Editor Sally Butters, NZ House & Garden Collector’s Edition, 2015

With careful planning and an eye for detail, a pocket-handkerchief sized plot can be beautiful, easy care, intimate, and even productive.

With careful planning and an eye for detail, a pocket-handkerchief sized plot can be beautiful, easy care, intimate, and even productive.

Trying to achieve too much in a tiny area can result in a dilution of the overall effect; pare down the design and assess what you need.


Designing a small garden can be a challenge: when space is confined there is less room for error or untidiness – nearly every detail counts and it’s difficult to camouflage mistakes. But there are also benefits: the limit on size makes the whole task easier to deal with, maintenance in smaller gardens is generally less, and it’s easy to create a feeling of intimacy. A lack of space can also provide an opportunity for creativity and lateral thinking, which can bring extraordinary results. Often it’s possible to turn perceived short comings into incredible attributes.


Like all gardens, small gardens need a plan. Many who have been there through the process stress the value of getting a professional on board. Unless you know what you’re doing, paying for a landscape designer is usually money well spent and can save you headaches and costly mistakes down the track. The nature of small properties means that small garden is often an extension of the house itself. The most successful designs are those where the inside and the outside flow together, creating extra living space. In order to achieve spatial harmony, it is important to consider the style of your interior as well as the views seen from inside, when planning your garden design.
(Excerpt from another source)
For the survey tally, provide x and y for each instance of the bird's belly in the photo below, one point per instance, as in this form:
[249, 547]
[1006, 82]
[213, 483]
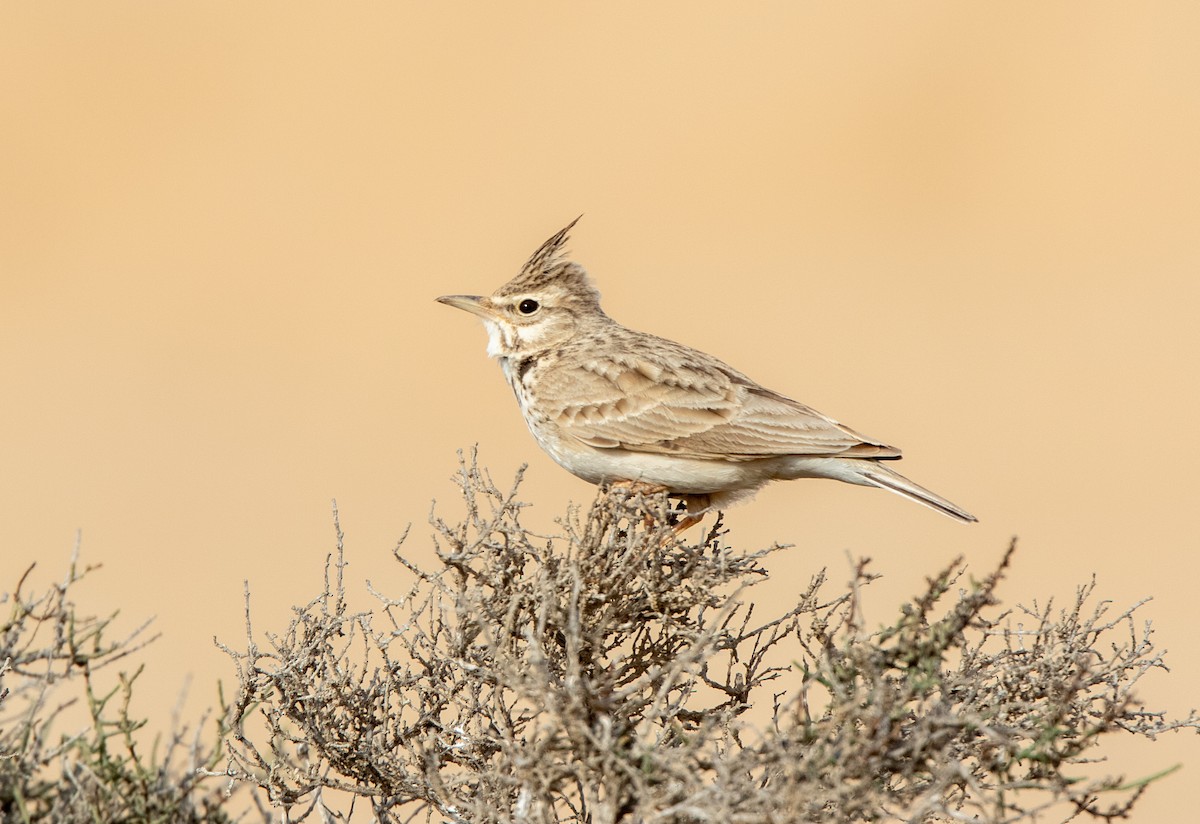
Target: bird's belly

When considering views, don’t overlook the potential of what lies beyond your section – perhaps a glimpse of the seaor a rolling landscape. Often it’s possible to “borrow” a view by structuring things so that it appears to blend into what’s on your side of the fence. And remember that a small garden doesn’t necessarily mean small plants. All gardens need variation in scale and there is always room for trees. Form and proportion matter the most when deciding what will work best.

Small Garden Tips:


  • Make boundaries and fences melt into the landscape by keeping them green with hedging, rows of trees, or climbers scrambling over them.


  • Choose trees that are light rather than heavy in form, with open branches or dainty leaves, such as kowhai or maples.


  • Keep planting and garden structures around the perimeter and avoid filling up the centre which will clog and close in what space there is.


  • Ring the changes with pots planted with annuals, vegetables or anything you fancy, so you don’t get bored looking at the same plants.


  • Be sure to include garden furniture – tables, chairs, benches, perhaps a fireplace – so the outdoor area becomes a useable extension of your indoor living place.


  • Consider how plants will look year round and avoid any that go through lengthy periods of looking straggly.